The Dodge Meadowbrook name was introduced in 1949 and remained in production through 1954. It was similar to the Coronet but differed in levels of trim and equipment. For 1949, it was the base trim level and only available as a four-door sedan. It was priced at $1,850 which was approximately $70 less than the Coronet sedan.
Dodge resumed civilian production late in 1945 at the close of World War II, and the immediate vehicles wore pre-war styling with mild updating. The six-cylinder 230 cubic-inch engine had 102 horsepower and would be part of the Dodge lineup until 1959. In 1960 it was a new 225 cubic-inch 'Slant Six,' named because it slanted toward the passenger side of the car to allow easier maintenance on the spark plugs and carburetor. The 230 CID six was the sole Dodge engine until 1953 when Dodge introduced totally restyled bodies, a fully automatic transmission, and the 241 CID 'Hemi' V-8 engine.

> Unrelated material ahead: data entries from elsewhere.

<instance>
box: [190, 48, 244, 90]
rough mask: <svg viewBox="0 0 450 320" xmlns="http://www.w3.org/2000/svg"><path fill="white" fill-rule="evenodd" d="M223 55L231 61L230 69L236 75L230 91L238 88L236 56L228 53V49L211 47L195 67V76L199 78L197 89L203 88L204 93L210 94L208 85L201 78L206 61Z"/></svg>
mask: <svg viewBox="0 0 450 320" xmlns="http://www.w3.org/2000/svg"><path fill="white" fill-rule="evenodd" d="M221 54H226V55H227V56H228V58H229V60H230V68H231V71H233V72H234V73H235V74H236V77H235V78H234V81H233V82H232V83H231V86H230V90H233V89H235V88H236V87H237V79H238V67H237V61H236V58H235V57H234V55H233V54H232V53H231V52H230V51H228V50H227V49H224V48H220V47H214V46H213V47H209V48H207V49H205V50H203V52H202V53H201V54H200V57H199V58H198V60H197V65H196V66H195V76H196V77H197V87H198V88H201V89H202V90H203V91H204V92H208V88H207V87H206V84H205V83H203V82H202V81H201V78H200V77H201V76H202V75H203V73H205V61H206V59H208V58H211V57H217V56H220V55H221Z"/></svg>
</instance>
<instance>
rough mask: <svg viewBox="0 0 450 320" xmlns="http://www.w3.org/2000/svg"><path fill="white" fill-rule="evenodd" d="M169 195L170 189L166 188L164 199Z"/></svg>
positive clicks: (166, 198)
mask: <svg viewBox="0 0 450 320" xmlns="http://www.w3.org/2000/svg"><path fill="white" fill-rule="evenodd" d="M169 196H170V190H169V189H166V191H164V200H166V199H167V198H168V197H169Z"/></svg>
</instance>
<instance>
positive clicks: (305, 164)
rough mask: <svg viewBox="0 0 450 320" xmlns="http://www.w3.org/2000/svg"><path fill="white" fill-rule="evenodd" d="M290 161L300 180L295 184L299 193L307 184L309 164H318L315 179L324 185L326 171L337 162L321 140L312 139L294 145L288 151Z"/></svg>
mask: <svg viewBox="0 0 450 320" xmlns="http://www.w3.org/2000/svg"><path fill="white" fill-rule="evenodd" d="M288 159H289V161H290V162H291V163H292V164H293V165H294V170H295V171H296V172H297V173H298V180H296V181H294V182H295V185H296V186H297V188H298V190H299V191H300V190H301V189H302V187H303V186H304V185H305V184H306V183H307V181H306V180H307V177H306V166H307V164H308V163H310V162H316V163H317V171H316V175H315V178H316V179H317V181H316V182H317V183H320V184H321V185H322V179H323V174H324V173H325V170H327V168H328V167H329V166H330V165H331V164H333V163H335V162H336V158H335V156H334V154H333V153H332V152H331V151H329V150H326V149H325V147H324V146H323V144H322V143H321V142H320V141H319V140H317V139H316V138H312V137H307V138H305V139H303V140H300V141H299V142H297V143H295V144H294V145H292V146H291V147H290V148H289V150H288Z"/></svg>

For 1949, Dodge gave its vehicles modern model names rather than numbers and letter codes - or using the word's Standard or Deluxe. Power for all Dodges was from a 103 horsepower six-cylinder engine that was fed through a Stromberg single-barrel carburetor. Fluid-Drive was standard, and a new optional transmission, Gyromatic, was available only on the Coronet. Other options included turn signals, clock, radio, heater, and whitewall tires. Another feature was the 'Safe-Guard Hydraulic Brakes' which included two-cylinder per front brake.
By Daniel Vaughan | Jun 2016
For 1949, the Meadowbrook and Coronet sedan was very popular, accounting for approximately thirty-percent of Dodge's sales.